Share via


In which I try to write a tokenizer, and fail...

I reread something by Steve Yegge, which I think was his NBL thing. Anyway, he said something to the effect of 'writing a programming language will make you a better programmer'. And I thought 'Really? Well, why not. Practicing any sort of programming probably helps, but if you're also doing that kind of introspection maybe it helps more.'

Anyway. Thought process continues and eventually I spent my evening writing a tokenizer. A buggy one. By the time I went to bed my brain was too fried to see the bugs in my code.

Tonight I was still having trouble seeing the bugs in my code, until I compared the input with the output more closely.

And this lead me to find that the bugs were the kind of bugs that probably happen to people writing tokenizers all the time (at least people who don't get much practice) .

They are
1) Consuming too many chars of input when building the token. This goes unnoticed when the next char is meant to be ignored anyway, like spaces. But it suddenly becomes very noticeable when you are missing an expected '(' token.
2) Not outputting the final token, because that's the end of the input stream!
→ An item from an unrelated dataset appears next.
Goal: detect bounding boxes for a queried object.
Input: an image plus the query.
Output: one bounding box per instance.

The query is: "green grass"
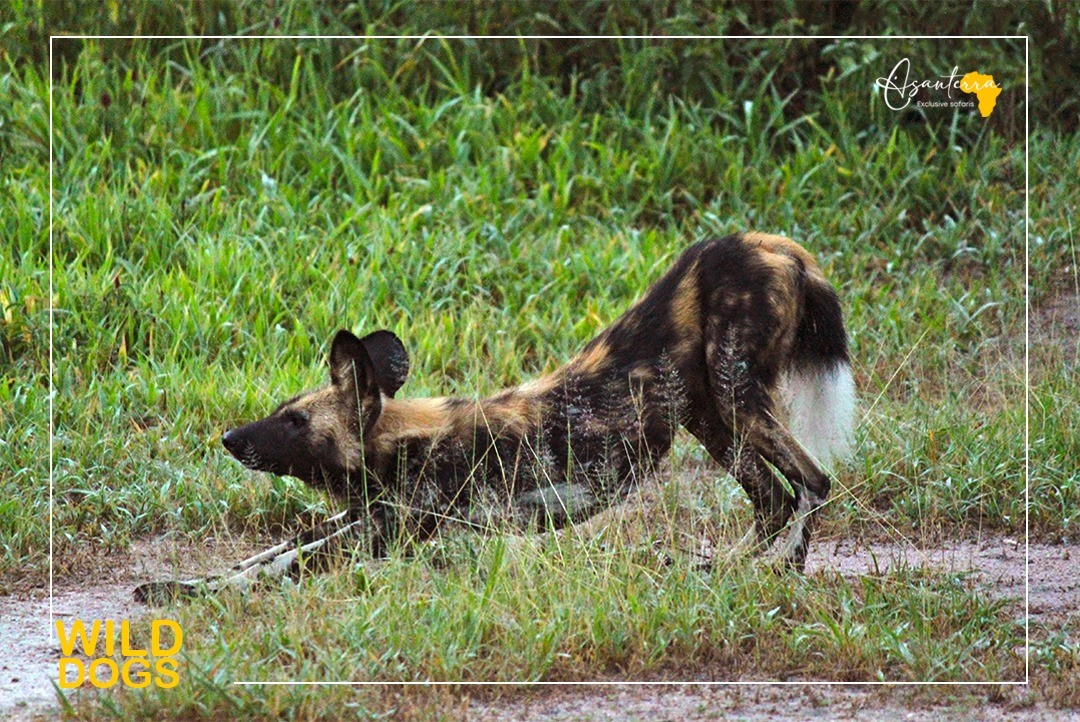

Now I've identified my bugs, it's time to think about why they happened, and what to do better instead.

Why bug 1?

I decided that I would write my tokenizer as an implicit state machine, where the states are the execution flow through the code, i.e. Program Counter. Which is just a fancy way of saying lots of if/switch statements and while loops, with nesting as deep as my tokens are complicated, which luckily isn't very. Now that, in itself is not the cause of the bug. The cause of the bug is that the logic in the while loops has to be exactly right, i.e. peek at characters as you go along, then consume them if matched, instead of pull characters, then try to match them and (bug) forget them otherwise.

So you have to do
while (peekc().isAlphaNumeric) { token.append(nextC()); }

not
while (c.isAlphaNumeric() && (c = nextC())) { token.append(C); }

Of course once you've discovered the right pattern, you might as well codify it somehow as a helper function, so you don't keep forgetting and screwing it up.

Why bug 2?

I decided nextC() would throw at end of input, and I would catch it higher up. This would have maybe worked, if I had finally clause that would return the token being constructed....

It may just be the case that exceptions are just a really silly way of handling end of input. Still thinking about this one.